The Gatesville State School for Boys was a juvenile corrections facility in Gatesville, Texas. The 900-acre (360 ha) facility was converted into two prisons for adults, the Christina Crain Unit (formerly Gatesville Unit), and the Hilltop Unit.
The Texas Legislature established the House of Correction and Reformatory, the first rehabilitative juvenile correctional facility in the Southern United States, in 1887. The facility, operated by the Texas Prison System, opened in January 1889 with 68 boys who had previously been located in correctional facilities with adult felons. The Victorian reformers who opened the facility intended for the farmwork in the dry climate and the schooling to reform juvenile delinquents. At the beginning the institution also housed boys who did not commit any crimes but had no family and no other place to live in. Children were previously housed in the Huntsville Unit, a prison which also housed adults, in Huntsville.
Robert Perkinson, author of Texas Tough: The Rise of America's Prison Empire, said that the institution gained "a reputation for ruthlessness" as decades passed. Gatesville, which served as the main juvenile detention facility for Texas since its opening, had a focus on labor instead of rehabilitation. Throughout the state school's history the state government did not appropriate sufficient funds, and the dormitories became overcrowded.
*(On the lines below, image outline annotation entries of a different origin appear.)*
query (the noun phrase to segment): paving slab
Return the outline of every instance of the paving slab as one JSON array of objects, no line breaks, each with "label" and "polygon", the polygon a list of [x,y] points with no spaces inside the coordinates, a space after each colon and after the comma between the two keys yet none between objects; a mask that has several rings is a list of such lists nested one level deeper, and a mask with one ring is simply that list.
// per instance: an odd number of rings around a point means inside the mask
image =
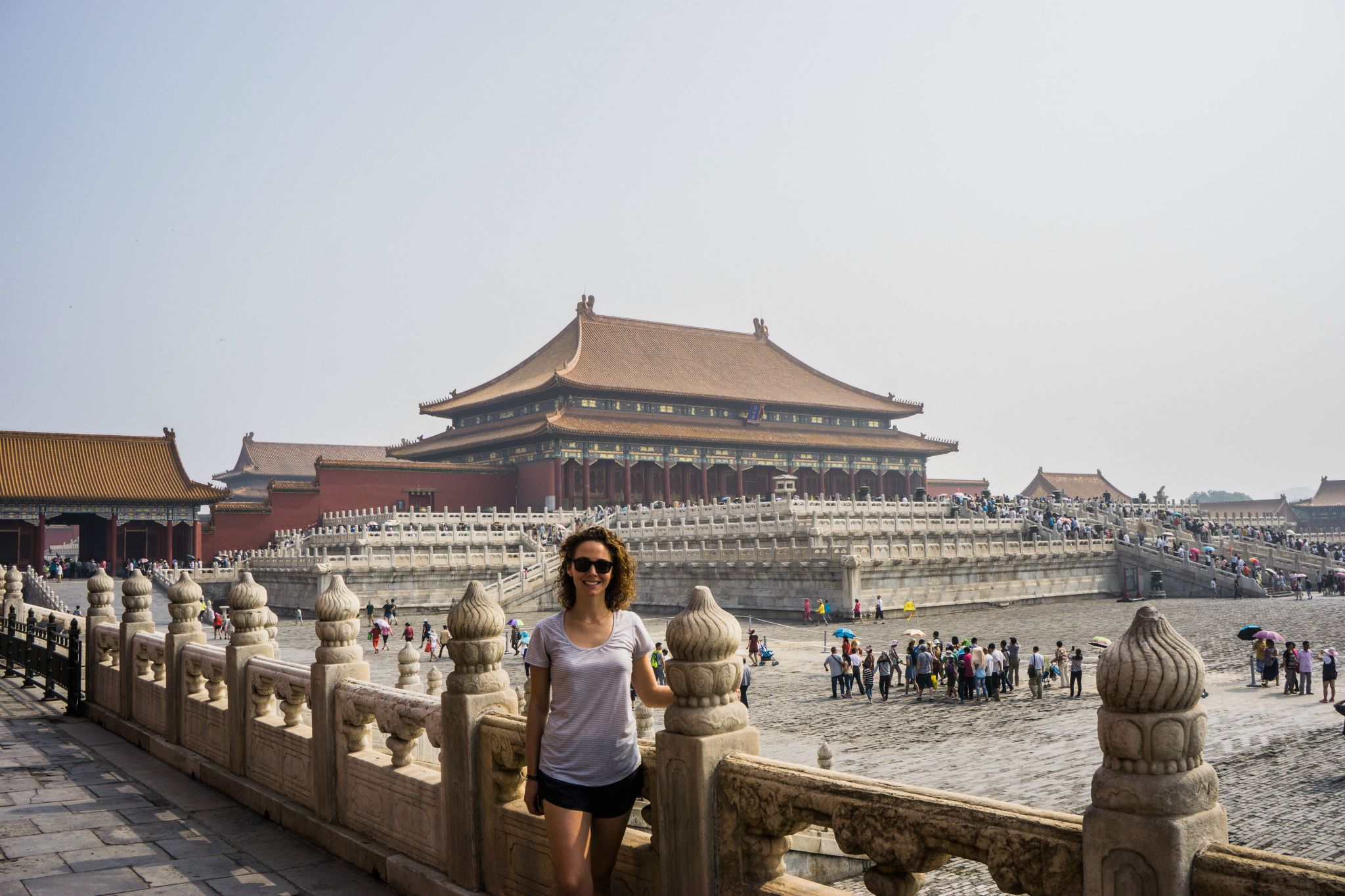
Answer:
[{"label": "paving slab", "polygon": [[0,681],[0,896],[393,891],[229,797]]}]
Before the state school first opened, the reformatory officials complained about an influx of non-White children who they believed were not capable of being rehabilitated. Michael Jewell, a former Gatesville state school student who attended the school in 1961, said that long periods in solitary confinement, stoop labor, fights between gangs, beatings perpetrated by staff members, and sexual assault occurred at the facility. Perkinson said that Gatesville, intended to resemble the Elmira Correctional Facility in Elmira, New York, instead had an attitude similar to that of the Texas prison farms for adults.